Scontrino senza il nome del farmaco

Dal 1° gennaio 2010 non sarà più necessario indicare sugli scontrini fiscali il nome del medicinale ai fini della detrazione fiscale. Il provvedimento è stato deciso dal Garante per la Privacy. Subito è arrivata la reazione di Federfarma, che chiede chiarezza all'Agenzia delle Entrate: "Non avrebbe senso prevedere l'obbligo per la farmacia di emettere lo scontrino con l'indicazione del numero di autorizzazione del medicinale anziché della denominazione commerciale, se non venisse ribadito che, per il pagamento del ticket, non è più necessario allegare la fotocopia della ricetta riportante invece il nome del farmaco".

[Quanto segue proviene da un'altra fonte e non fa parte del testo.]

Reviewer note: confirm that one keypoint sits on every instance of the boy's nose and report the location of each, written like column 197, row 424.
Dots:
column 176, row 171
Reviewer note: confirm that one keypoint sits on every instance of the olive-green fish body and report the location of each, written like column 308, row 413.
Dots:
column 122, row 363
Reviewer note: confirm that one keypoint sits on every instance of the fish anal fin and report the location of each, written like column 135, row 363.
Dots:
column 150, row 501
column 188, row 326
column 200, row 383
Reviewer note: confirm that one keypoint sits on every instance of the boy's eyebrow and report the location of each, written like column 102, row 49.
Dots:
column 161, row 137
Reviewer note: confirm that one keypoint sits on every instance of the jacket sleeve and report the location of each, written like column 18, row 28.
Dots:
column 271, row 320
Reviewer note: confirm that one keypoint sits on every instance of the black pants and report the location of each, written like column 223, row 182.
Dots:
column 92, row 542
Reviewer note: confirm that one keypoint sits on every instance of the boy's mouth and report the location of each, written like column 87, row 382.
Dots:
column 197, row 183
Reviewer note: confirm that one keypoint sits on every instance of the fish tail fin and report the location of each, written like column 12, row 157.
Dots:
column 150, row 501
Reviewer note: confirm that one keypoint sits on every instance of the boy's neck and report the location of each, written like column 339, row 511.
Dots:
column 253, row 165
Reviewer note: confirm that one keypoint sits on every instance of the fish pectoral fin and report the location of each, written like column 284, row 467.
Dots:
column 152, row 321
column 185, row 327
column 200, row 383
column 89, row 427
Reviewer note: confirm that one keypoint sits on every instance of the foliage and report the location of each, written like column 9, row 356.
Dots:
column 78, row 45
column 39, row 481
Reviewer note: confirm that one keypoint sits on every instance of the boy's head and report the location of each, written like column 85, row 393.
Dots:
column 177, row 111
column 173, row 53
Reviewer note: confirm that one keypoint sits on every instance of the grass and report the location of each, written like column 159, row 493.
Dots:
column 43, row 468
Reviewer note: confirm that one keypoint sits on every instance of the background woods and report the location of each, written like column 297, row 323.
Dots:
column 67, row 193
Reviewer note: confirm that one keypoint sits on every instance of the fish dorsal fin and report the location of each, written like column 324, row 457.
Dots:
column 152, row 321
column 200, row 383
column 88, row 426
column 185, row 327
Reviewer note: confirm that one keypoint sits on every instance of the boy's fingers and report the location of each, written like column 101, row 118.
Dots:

Privacy: chiarimenti sul "Milleproroghe"

Le aziende e i call center, che contatteranno gli utenti per promozioni ed offerte commerciali, dovranno utilizzare solo banche dati precedenti al 1 agosto 2005. A stabilirlo il Garante per la Privacy che ha precisato: "il decreto "Milleproroghe", di recente convertito in legge, stabilisce che i numeri di telefono e gli indirizzi presenti nelle banche dati, costituite sulla base dei vecchi elenchi telefonici, sono utilizzabili per fini promozionali fino al 31 dicembre 2009 da coloro che le hanno create precedentemente al 1 agosto 2005". Un'azione, questa, significativa per chiarire i limiti entro i quali le società possono avvalersi di tale deroga.